SYDNEY, Australia -- Profits at the Singapore and Hong Kong stock exchanges are expected to more than halve due to tumbling trading volumes and a lack of initial public offerings (IPOs), but their Australian rival is set to outperform after a wave of capital raisings and lower payments to brokers.
Asia's three major listed bourses have all suffered from a steep fall in trading volumes of stocks and other securities as a worldwide slump in equity markets sidelines investors.
Hong Kong Exchanges & Clearing (HKEx), Asia's largest listed exchange operator, is expected to post a 56-percent slump in the final 2008 quarter to HK$950 million ($123 million), based on full-year estimates from 14 analysts polled by Reuters Estimates.
"Clearly the index level has fallen, market capitalization has come off and the macroeconomic situation is deteriorating so we can expect shrinking market activity and lower turnover," said Dominic Chan, analyst with BNP Paribas in Hong Kong.
"2009 is likely to be worse than 2008. I expect turnover to fall by 20 percent while retail appetite for derivatives will fall, hitting the futures and options market," he added.
The story is similar in Singapore, which has also been hit by a collapse of the city-state's IPO markets and lower stock and derivative trading volumes.

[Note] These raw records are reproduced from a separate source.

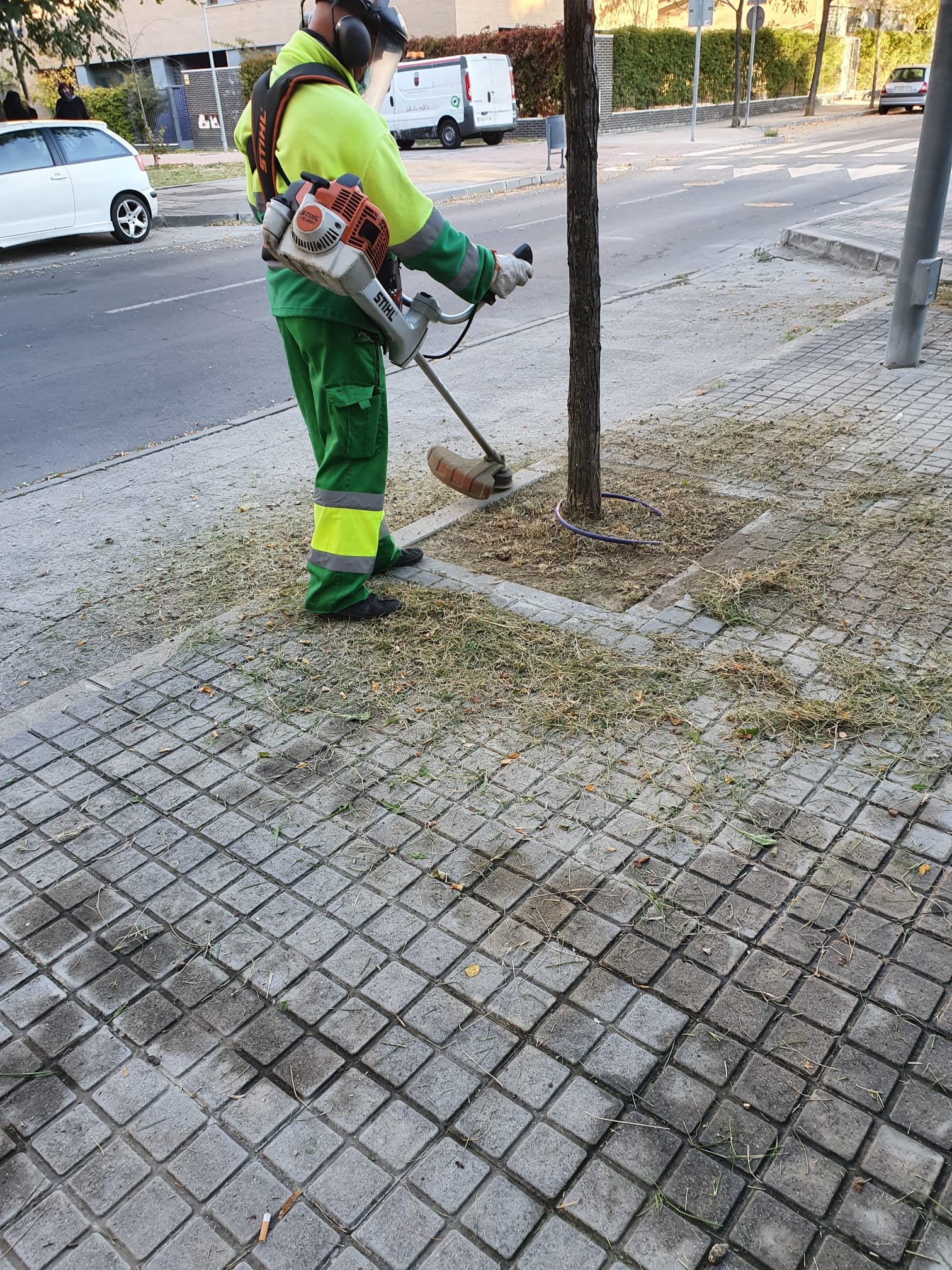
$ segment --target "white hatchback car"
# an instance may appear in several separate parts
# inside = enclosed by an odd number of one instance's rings
[[[104,123],[0,123],[0,248],[63,234],[141,243],[157,204],[141,155]]]
[[[880,114],[890,110],[906,109],[911,113],[914,105],[925,109],[925,94],[929,88],[929,67],[897,66],[880,93]]]

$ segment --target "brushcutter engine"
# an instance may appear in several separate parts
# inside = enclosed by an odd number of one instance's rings
[[[261,230],[263,255],[270,265],[350,296],[380,326],[390,359],[397,366],[410,361],[426,334],[426,316],[404,315],[401,296],[391,295],[381,282],[390,231],[357,177],[325,180],[301,173],[301,180],[270,199]]]

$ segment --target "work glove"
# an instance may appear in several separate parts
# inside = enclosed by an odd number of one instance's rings
[[[517,287],[524,287],[532,277],[532,265],[528,260],[520,260],[518,255],[503,255],[493,253],[496,267],[493,272],[493,282],[489,290],[494,296],[505,300]]]

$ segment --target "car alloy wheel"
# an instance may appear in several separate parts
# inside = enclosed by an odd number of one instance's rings
[[[137,198],[122,198],[116,208],[116,224],[131,243],[149,232],[149,212]]]

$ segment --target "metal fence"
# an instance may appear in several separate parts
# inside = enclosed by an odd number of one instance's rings
[[[166,146],[180,146],[192,141],[192,123],[188,114],[185,89],[180,84],[169,88],[152,88],[149,94],[142,94],[145,107],[145,124],[155,138],[161,138]],[[138,100],[132,103],[132,132],[136,145],[145,145],[147,141],[146,128],[142,127],[142,110]]]

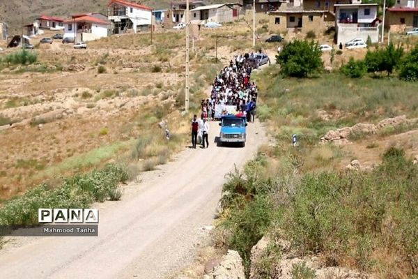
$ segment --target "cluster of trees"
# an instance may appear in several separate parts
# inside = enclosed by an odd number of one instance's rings
[[[295,40],[286,45],[276,56],[276,61],[281,66],[283,75],[307,77],[323,68],[321,55],[318,43]]]
[[[389,76],[395,70],[402,80],[418,80],[418,45],[405,54],[401,46],[390,43],[386,48],[369,50],[363,60],[351,58],[341,67],[341,72],[353,78],[362,77],[367,73],[386,73]]]
[[[287,44],[276,56],[276,60],[284,76],[307,77],[323,69],[321,55],[318,43],[296,40]],[[385,73],[389,76],[396,71],[402,80],[418,81],[418,45],[408,53],[392,43],[386,47],[369,50],[364,59],[351,58],[341,70],[352,78],[362,77],[367,73]]]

The Singapore Exchange (SGX) will likely report October-December net profit of around S$65 million ($43.74 million), down 58 percent from S$156 million a year ago, four analysts surveyed by Reuters said.
"(Stock) trading in December, amounting to S$16.65 billion, was the slowest in three years," Lim & Tan Securities said in a note to clients.
Going against the trend, the Australian Securities Exchange (ASX), Asia-Pacific's third-biggest listed bourse, is expected to see fairly flat first-half net profit even though volumes fell by around 25 percent in the equities market and about 28 percent in the derivatives market.
A December wave of capital raisings helped bolster earnings, while the fall in trading volumes means ASX will pay little or none of the rebates to brokers it paid a year ago for meeting trading targets, analysts said.
A Reuters poll of five analysts predicts ASX will post half-year net profit of A$180 million ($120.2 million), versus A$187.4 million a year earlier.
Shares in ASX fell 45 percent in 2008, outperforming HKEx which tumbled 67 percent and SGX which slid 63 percent. All three exchange companies underperformed their benchmark indexes.